“Try picking it up.”
I glanced at him. He was smiling.
“Go on,” he coaxed.
That warned me. Cautiously, I bent and reached out toward the rock. Within a few inches of it, I could feel something resisting my reach. Like magnets repelling each other.
“It’s fighting me off.”
“That is the power of the warding spell. You can push past it, though, if you try.”
I reached again, and this time fought against the sensation of resistance. My hand slid closer, until my fingers touched the rock itself. It felt warm, not cold, as I expected it to. I put my fingers around it to lift it.
It refused to break contact with the ground.
I stood up, and rubbed my fingertips.
“That force, holding it to the ground, is not one you can break, nor any mortal man, once the warding spell has been invoked,” Trevalyan said.
“But you come to check on them, anyway?”
Trevalyan’s smile brightened. “It’s something to do.”
I laughed.
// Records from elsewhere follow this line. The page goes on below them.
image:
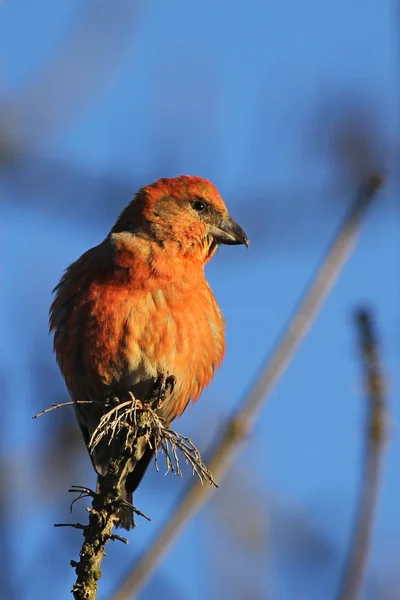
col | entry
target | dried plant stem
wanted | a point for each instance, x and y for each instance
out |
(242, 422)
(98, 531)
(376, 434)
(125, 423)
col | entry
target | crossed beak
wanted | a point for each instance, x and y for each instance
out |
(229, 232)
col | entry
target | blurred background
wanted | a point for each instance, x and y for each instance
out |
(284, 106)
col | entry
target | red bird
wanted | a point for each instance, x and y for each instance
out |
(137, 308)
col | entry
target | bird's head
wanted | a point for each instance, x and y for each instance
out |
(186, 213)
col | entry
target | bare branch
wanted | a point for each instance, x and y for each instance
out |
(242, 421)
(376, 433)
(129, 422)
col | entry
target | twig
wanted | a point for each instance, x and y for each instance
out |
(242, 421)
(62, 405)
(376, 434)
(124, 423)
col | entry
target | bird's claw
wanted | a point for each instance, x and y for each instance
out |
(163, 386)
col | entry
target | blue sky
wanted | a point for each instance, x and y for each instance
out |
(234, 94)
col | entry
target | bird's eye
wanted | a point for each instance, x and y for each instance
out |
(199, 205)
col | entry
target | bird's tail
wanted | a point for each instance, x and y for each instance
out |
(135, 471)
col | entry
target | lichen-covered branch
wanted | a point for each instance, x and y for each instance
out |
(128, 421)
(375, 438)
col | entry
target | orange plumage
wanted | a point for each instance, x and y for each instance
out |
(138, 307)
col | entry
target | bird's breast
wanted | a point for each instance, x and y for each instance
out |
(176, 330)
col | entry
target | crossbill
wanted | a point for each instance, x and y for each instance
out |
(137, 310)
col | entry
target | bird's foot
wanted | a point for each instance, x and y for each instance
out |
(163, 387)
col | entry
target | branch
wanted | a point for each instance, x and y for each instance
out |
(242, 422)
(376, 433)
(126, 423)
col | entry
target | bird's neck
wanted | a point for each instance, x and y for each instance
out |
(168, 258)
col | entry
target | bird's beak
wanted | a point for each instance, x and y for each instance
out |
(229, 232)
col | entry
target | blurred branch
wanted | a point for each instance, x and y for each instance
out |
(84, 64)
(376, 430)
(243, 420)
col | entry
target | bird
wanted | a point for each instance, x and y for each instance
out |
(136, 311)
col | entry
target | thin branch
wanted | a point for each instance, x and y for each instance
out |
(376, 434)
(126, 424)
(242, 421)
(55, 406)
Then we turned around and headed back toward the town, this town that apparently guarded and took care of people.
So why did I feel so uneasy?
?
When we reached the edge of the town where the houses began, I saw Juda on the north side of the road, heading toward the crossroad. He walked with his arms around himself.
“He looks cold,” I observed.
“Juda is always cold,” Trevalyan said.
The son of jinns. Did his middle eastern ancestry have something to do with that?
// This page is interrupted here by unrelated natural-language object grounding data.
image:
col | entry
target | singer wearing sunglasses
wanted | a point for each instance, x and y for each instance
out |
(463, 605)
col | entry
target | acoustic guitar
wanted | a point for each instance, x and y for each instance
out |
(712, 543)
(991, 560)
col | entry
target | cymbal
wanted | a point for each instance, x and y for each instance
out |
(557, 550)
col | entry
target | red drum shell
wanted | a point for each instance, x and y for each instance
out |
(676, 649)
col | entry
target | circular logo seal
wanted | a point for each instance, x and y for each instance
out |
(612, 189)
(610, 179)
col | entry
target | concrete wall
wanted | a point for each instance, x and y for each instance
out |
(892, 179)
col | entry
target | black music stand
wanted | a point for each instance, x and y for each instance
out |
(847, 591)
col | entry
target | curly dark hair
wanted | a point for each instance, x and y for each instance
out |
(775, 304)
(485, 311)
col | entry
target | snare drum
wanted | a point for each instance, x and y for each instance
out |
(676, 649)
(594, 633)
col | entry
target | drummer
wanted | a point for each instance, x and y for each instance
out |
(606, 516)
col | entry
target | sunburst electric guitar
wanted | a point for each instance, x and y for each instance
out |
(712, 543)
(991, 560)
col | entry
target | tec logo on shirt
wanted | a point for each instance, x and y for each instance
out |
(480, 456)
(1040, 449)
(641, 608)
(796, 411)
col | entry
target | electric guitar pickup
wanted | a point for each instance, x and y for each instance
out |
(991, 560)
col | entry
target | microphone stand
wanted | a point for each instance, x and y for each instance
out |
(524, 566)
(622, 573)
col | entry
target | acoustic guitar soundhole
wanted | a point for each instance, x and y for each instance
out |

Juda walked at an uneven pace, sometimes stopping for a moment.
“Is he alright?” I asked, watching him weave from side to side across the sidewalk.
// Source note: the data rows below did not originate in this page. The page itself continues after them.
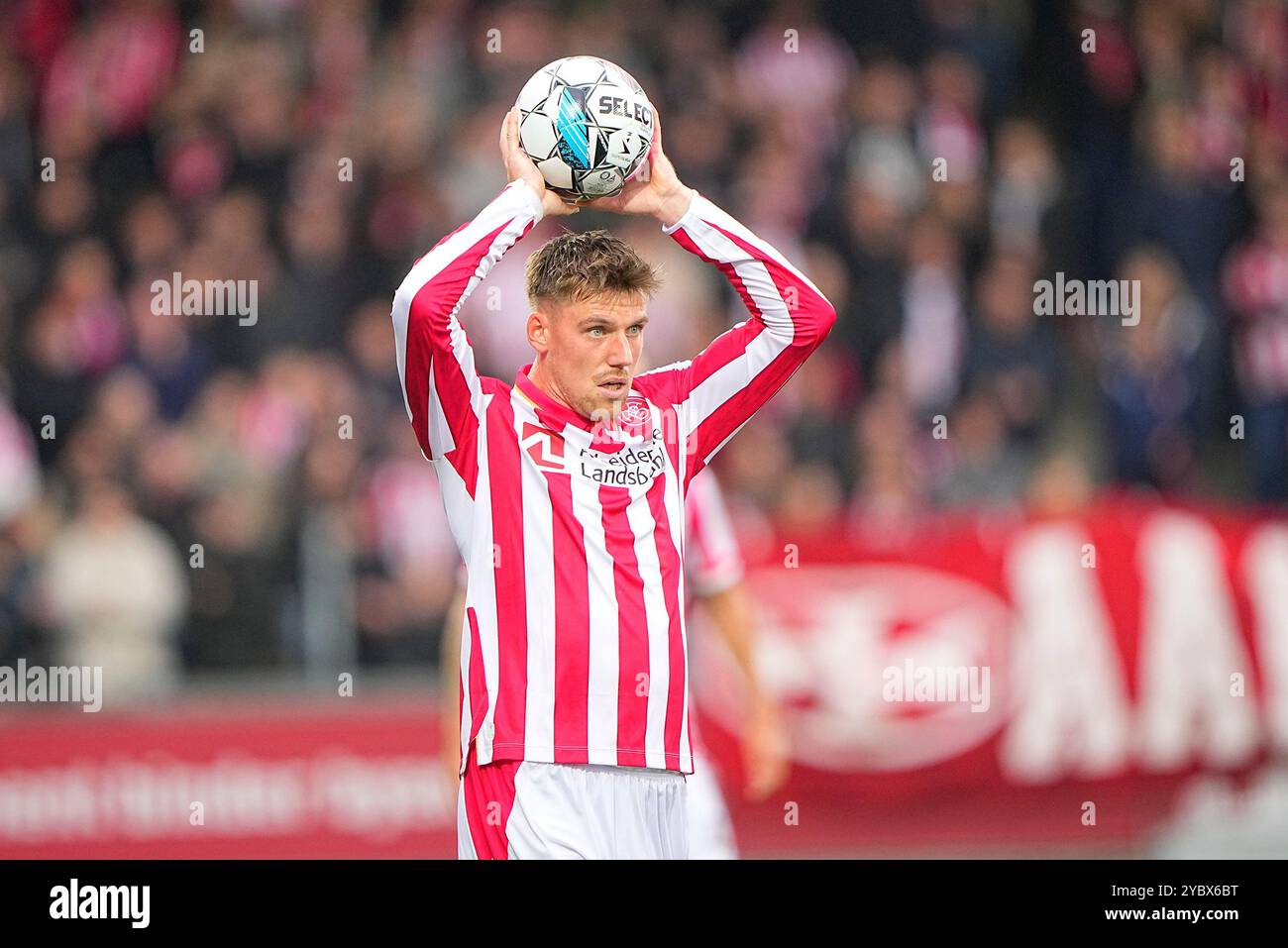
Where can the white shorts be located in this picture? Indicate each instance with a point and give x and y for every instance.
(522, 809)
(709, 828)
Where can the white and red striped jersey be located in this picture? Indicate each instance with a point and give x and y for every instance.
(712, 561)
(574, 532)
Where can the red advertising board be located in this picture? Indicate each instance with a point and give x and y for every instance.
(965, 683)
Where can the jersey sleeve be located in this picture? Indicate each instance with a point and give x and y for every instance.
(436, 364)
(712, 559)
(716, 391)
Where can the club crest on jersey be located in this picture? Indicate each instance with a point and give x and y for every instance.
(634, 416)
(544, 447)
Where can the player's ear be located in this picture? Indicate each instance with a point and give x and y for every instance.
(539, 331)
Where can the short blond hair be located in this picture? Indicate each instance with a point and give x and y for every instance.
(575, 266)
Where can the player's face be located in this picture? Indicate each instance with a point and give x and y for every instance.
(591, 351)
“I suspect not,” Trevalyan said. “He’s overdue.”
“For one of his…turns?” Did Ghaliya know of this about Juda? I badly wanted to ask her.
“That’s probably putting it too dramatically,” Trevalyan said. “Juda hears things we cannot. You see things we cannot. Should we judge him negatively for his ability, while praising yours?”
“I hadn’t looked at it that way,” I admitted.
We came up on either side of Juda, and he glanced from side to side, taking us in.
“Heading for the fireplace, Juda?” Trevalyan said, his tone sympathetic.
“The temperature has dropped in the last two hours,” Juda observed. “There is no cloud cover to keep in the warmth.”
“If only Hirom served mulled wine. Now, that would warm your toes for you,” Trevalyan said.
“I’ve never tried it,” I confessed. “I read about it all the time.”